Field Registry
The Field Registry is Talonic's unified knowledge graph of canonical fields. It maps raw extracted values to standardized field definitions across all documents and schemas.
How it works
When the four-phase pipeline extracts a value, it resolves the raw field name against the Field Registry. The registry contains thousands of canonical field definitions built from the 529-type ontology and refined through production usage. Each field has a canonical name, description, expected type, and tier.
Tier system
Fields are organized into three tiers based on their specificity and standardization level.
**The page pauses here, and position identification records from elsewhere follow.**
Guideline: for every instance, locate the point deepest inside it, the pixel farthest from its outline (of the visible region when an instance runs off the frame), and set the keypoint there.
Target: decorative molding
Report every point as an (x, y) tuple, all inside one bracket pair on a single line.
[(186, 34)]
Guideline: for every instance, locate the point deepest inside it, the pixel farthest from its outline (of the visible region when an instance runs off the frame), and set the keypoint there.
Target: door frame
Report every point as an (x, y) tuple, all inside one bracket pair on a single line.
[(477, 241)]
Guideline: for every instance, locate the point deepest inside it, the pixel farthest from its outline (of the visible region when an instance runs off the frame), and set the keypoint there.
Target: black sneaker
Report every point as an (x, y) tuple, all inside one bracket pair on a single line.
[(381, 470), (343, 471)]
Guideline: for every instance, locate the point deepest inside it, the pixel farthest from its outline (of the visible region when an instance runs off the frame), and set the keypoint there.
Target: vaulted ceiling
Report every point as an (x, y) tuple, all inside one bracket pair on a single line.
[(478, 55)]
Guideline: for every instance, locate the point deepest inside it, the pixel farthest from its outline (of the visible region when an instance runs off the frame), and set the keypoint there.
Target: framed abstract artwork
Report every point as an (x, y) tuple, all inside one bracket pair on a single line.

Higher tiers provide stronger guarantees about data quality and cross-document consistency.
| Tier | Name | Description | Example |
|---|---|---|---|
| 1 | Universal | Fields standard across all document types | date, currency, language |
| 2 | Domain | Fields standard within a document category | invoice_number, vendor_name, ISIN |
| 3 | Custom | User-defined fields specific to a schema | internal_project_code, custom_tag |
Field resolution
During the Resolve phase of the extraction pipeline, raw field names are matched against the registry using semantic similarity. A field labeled "total" in the document might resolve to the canonical total_amount field. This resolution is recorded in the per-cell provenance trace.
Schema Graph integration
The Schema Graph connects schemas to Field Registry entries. When you create a schema via the schemas API, each field is automatically linked to its canonical registry entry. This enables cross-schema field search via the search API.
DIN SPEC 91491 compliance
The Field Registry's tier system and canonical naming conventions are aligned with DIN SPEC 91491, the German standard for AI-assisted document processing that Talonic co-authored. Tier 1 and Tier 2 fields map directly to the standard's recommended field catalog.